Trapped lung = physical process (e.g. scarring) has occurred such that there is no chance that the lung will expand. Manifests in a very steep pressure drop as fluid is removed. Pleural fluid will be transudate. Should re-expand with pleural peel debridement (decortication)

alt

What happens if you lower intrapleural pressure progressively more in these cases? (e.g. - 20 cmH2O)

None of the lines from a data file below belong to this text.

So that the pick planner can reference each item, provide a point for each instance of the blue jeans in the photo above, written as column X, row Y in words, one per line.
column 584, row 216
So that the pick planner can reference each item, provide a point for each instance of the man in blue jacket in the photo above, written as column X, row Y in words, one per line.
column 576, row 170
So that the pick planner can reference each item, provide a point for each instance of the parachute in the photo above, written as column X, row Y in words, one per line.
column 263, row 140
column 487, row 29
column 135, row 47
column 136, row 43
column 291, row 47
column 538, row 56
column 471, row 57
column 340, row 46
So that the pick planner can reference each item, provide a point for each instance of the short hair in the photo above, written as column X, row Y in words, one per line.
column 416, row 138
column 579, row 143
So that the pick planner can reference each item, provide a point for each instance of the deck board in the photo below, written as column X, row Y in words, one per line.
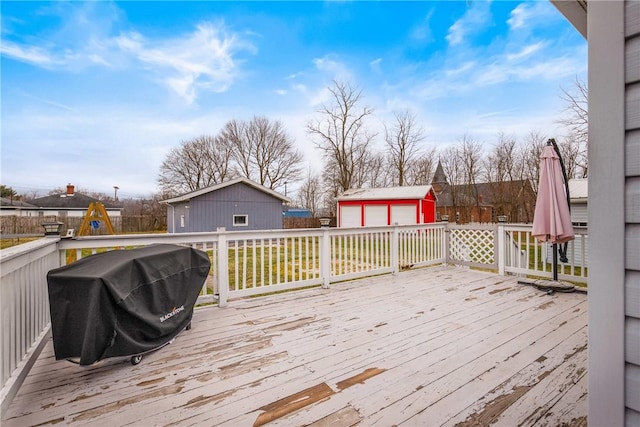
column 437, row 346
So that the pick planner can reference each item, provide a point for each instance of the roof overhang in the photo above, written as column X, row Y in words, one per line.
column 188, row 196
column 575, row 11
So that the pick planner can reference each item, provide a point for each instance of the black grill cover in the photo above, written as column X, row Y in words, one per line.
column 124, row 302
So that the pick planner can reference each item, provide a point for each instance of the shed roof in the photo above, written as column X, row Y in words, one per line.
column 188, row 196
column 417, row 192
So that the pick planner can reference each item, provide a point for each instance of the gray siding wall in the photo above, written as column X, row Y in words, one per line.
column 216, row 209
column 608, row 390
column 632, row 212
column 579, row 213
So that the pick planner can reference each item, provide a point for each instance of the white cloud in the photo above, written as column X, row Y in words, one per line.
column 527, row 15
column 477, row 17
column 30, row 54
column 336, row 69
column 202, row 60
column 375, row 64
column 526, row 51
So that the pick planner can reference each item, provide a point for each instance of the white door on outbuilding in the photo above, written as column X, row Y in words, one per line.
column 403, row 214
column 350, row 216
column 375, row 215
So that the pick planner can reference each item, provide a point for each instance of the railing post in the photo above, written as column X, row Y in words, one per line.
column 223, row 268
column 325, row 258
column 500, row 248
column 395, row 250
column 446, row 241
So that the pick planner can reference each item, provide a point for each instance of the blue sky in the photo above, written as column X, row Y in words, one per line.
column 97, row 93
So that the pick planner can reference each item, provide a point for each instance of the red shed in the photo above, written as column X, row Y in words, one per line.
column 371, row 207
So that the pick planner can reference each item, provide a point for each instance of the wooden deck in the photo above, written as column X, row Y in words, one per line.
column 429, row 347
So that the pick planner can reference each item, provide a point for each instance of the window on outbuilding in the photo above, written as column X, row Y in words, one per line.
column 240, row 220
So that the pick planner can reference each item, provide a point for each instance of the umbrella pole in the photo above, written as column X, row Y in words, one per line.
column 554, row 267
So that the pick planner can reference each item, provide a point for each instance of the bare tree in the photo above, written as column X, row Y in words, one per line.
column 574, row 156
column 310, row 193
column 402, row 141
column 262, row 151
column 423, row 168
column 341, row 135
column 534, row 144
column 197, row 163
column 576, row 119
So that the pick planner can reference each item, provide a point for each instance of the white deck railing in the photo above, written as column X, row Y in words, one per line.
column 257, row 262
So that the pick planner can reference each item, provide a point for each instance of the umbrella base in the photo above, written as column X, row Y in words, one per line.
column 549, row 286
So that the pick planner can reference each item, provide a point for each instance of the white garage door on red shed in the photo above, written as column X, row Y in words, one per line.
column 403, row 214
column 376, row 215
column 350, row 216
column 375, row 207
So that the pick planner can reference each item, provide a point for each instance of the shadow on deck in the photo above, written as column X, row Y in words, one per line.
column 428, row 347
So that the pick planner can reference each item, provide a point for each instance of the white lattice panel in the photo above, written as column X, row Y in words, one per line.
column 472, row 246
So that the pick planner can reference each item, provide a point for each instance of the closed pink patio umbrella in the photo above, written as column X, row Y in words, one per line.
column 552, row 218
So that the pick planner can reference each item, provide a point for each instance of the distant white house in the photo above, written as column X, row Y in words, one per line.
column 68, row 204
column 11, row 207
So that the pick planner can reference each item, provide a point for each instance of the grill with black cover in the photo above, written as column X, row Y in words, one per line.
column 124, row 302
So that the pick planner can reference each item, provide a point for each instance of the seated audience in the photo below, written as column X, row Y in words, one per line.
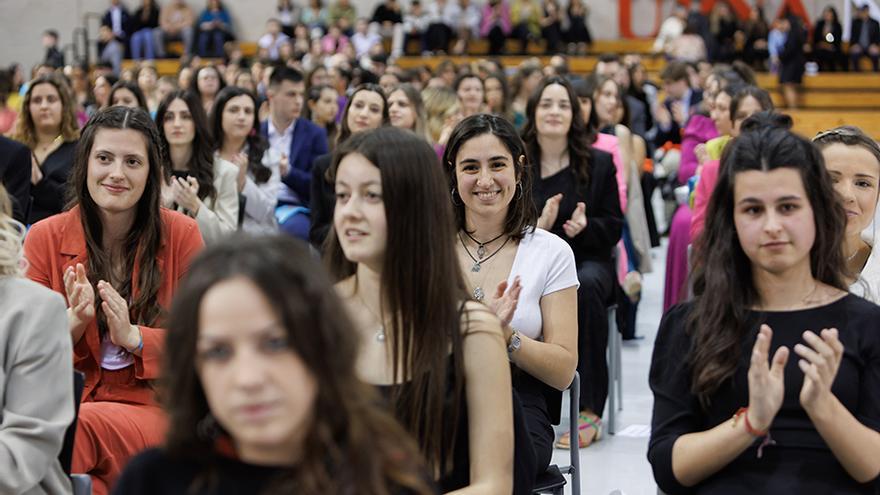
column 196, row 184
column 437, row 356
column 235, row 127
column 36, row 373
column 119, row 248
column 47, row 126
column 257, row 321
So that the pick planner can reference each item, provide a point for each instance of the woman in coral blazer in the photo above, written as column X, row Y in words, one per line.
column 117, row 258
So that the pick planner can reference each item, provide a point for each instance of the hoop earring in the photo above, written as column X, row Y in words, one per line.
column 452, row 193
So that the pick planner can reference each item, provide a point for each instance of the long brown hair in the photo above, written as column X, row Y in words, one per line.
column 722, row 271
column 352, row 446
column 422, row 284
column 26, row 130
column 142, row 243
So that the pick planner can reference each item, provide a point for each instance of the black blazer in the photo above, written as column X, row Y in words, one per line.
column 15, row 175
column 50, row 194
column 873, row 31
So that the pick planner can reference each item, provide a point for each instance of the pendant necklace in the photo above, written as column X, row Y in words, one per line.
column 380, row 333
column 478, row 293
column 481, row 246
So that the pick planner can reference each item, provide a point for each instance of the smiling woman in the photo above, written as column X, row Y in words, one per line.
column 117, row 258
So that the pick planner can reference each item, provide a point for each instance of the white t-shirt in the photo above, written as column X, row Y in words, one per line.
column 545, row 264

  • answer: as you continue to pull off fluid and lower the pressure in the intrapleural cavity (especially once the lung is no longer expanding) - you will then begin to transudate more and more fluid (due to starling forces) which will lead to re-accumulation of the fluid. Thus, applying the additional pressure is of limited benefit.

Pleural Plaques

If asbestos related, will generally be asymptomatic - located on the parietal pleura, posteriorly, rib space 5-8 (because a plaque on the parietal pleural will not cause symptoms - only on the visceral pleura = impairs expansion). Thus, if they have symptoms, should evaluate for pulmonary asbestosis.

Tension Pneumothorax

What circumstances is it possible for a tension pneumothorax to NOT be complete (e.g. collapsed into a fist sized ball at the hilum):

  1. Adhesions
  2. Positive pressure ventilation
  3. Bullous lungs disease with partially communicating airways

Otherwise, if pleural pressure is above atmospheric pressure, would continue to collapse.

Causes

Exudates (increased permeability / inflammatory) vs Transudates (increased starling forces / non-inflammatory).

Light's Criteria: calibrated to prioritize sensitivity to exudates (bigger consequence if missed) over specificity due to greater harm in missing.

Typical pleural fluid production = 0.26 ml/kg per day. Absorption by lymphatics can increase to 20x that.

  • remember 5 6 7: 0.5 t prot plerual serum, 0.6 ldh pleural serum, 0.7 (actually 2/3) ldh ULN
  • particularly less accurate in effusions due to HF after diuresis. In this case, use the gradient between albumin (1.2) or t prot (3.1) as a threshold for classifying.
  • cholesterol level 0.3x serum (or cutoff of 45 mg/dl)can also increase accuracy of Lights.

"Pseudo-exudate" = transudate followed by diuresis - classically, a serum protein gap of 3.1+ or albumin gap of 1.2+ discriminates (though not particularly well)

JAMA 2014 Meta-analysis of Transudate vs Exudate determination alt

Empyema:

Data supports that chest tubes 12 french and smaller have higher failure rate draining empyema.

TPA/Dornase - MIST trial

Recurrent Malignant Effusions:

Options: tunneled pelural drain vs pleurodesis. Evidence suggests talc pleurodesis has higher incidence of adverse events and repeat procedures.

Pneumothorax

Large: 2-3 cm or larger.

Rec: small bore (14-french) chest bue rather than large bore.

3-5 days of air leak = persistent

Note: mechanism of post-procedure pneumothorax is usually not traumatic injury to the visceral pleura - more often related to non-expandable lung.